L’Italia è tra i paesi con più alta diseguaglianza, insieme con il Regno Unito e gli Stati Uniti. I paesi a maggiore eguaglianza invece sono quelli Scandinavi, mentre l’Europa continentale si colloca nel mezzo.
In una prospettiva di medio termine si osservano degli andamenti comuni tra le varie aree: negli anni ‘70-‘80 la diseguaglianza è rimasta stabile quasi ovunque, mentre invece è aumentata nel decennio ’90. Regno Unito e Stati Uniti sono delle eccezioni perché hanno sperimentato un aumento delle diseguaglianze in ambedue i periodi .
L’aumento della diseguaglianza negli Stati Uniti può essere spiegata da una serie di fattori: aumento delle differenze salariali tra i lavoratori a più elevata istruzione e lavoratori manuali; aumento in generale del rendimento dell’istruzione. Si è soprattutto avuto un impoverimento dei lavoratori meno qualificati (unskilled): il salario reale di questi lavoratori è diminuito negli anni ‘90 rispetto agli anni ’70.
L’avvento di tecnologie digitali ha spiazzato questo tipo di lavoro non qualificato, ma anche il commercio con i paesi a più basso costo di lavoro (Cina, India etc.) ha spinto verso la delocalizzazione di lavorazioni a maggiore contenuto di lavoro unskilled. Si è creata negli Stati Uniti una vera classe di lavoratori poveri (working poors): persone che guadagnano uno salario insufficiente per vivere decentemente.
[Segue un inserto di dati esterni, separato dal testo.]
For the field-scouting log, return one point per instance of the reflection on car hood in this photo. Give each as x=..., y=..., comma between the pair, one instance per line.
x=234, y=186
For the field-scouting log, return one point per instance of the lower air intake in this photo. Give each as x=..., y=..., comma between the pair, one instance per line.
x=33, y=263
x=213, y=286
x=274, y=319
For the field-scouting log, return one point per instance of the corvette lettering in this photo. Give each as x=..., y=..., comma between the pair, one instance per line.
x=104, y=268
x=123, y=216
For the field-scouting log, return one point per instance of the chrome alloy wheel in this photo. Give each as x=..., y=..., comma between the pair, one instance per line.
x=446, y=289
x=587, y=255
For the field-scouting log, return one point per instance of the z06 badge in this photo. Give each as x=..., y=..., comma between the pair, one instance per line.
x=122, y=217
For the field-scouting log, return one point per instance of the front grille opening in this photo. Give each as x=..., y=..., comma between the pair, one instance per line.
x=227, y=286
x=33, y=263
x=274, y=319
I dati sull’Italia sono quelli delle indagini della Banca d’Italia. La diseguaglianza del reddito in Italia ha registrato un andamento ad U: in diminuzione dalla metà degli anni ’70 fino alla fine degli anni ’80; in aumento negli anni ‘90, con un andamento stazionario dai primi anni 2000 in poi.
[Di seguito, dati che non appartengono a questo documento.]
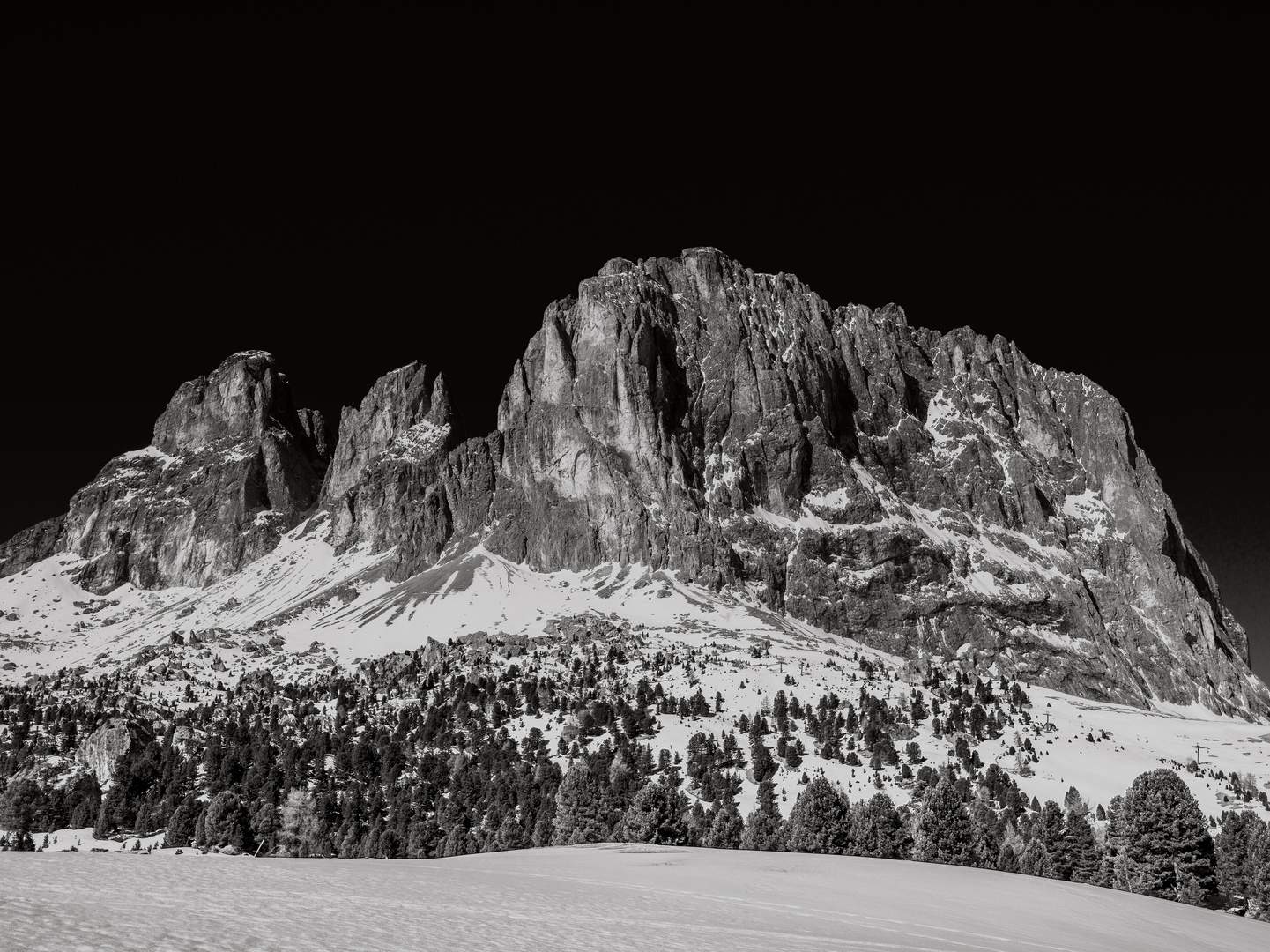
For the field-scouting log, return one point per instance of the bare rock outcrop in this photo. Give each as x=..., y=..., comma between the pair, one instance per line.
x=104, y=747
x=930, y=495
x=231, y=466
La diffusione di forme contrattuali flessibili, la concorrenza dei paesi emergenti, e la bassissima dinamica della produttività hanno probabilmente spinto verso l’aumento della diseguaglianza negli anni ’90. Si stima che circa il 15-20% dei lavoratori italiani è working poor, hanno cioè un salario che è inferiore di due terzi rispetto al salario mediano.
Le spiegazioni generali della maggiore diseguaglianza sono quelle che abbiamo descritto per gli Stati Uniti: progresso tecnologico che premia i lavoratori più istruiti; commercio internazionale che spinge verso la delocalizzazione dai paesi ricchi a quelli poveri delle lavorazioni a maggiore intensità di lavoro meno qualificato; maggiore flessibilità dei mercati del lavoro; politiche pubbliche meno generose per i poveri.
Per l’Italia la prima spiegazione non è rilevante. Il premio all’istruzione in Italia è molto basso. I laureati guadagnano poco di più dei diplomati e così via.
Sull’Italia ci fornisce utili analisi Stefano Perri:
Siamo un paese molto ineguale. Abbiamo poveri che sono (relativamente) più poveri di quelli di altri paesi e ricchi che sono più ricchi (relativamente) rispetto ad altri paesi.
La mobilità sociale è molto bassa: la probabilità di cambiare classe sociale è modesta e i percorsi di carriera (per la stessa generazione) sono lenti.
Da questa breve fotografia bisogna partire per ragionare su quali misure prendere per tornare a crescere. Non bastano le ricette che ci suggerisce la lettera della Bce. Bisogna agire sulla diseguaglianza. Ci torneremo su.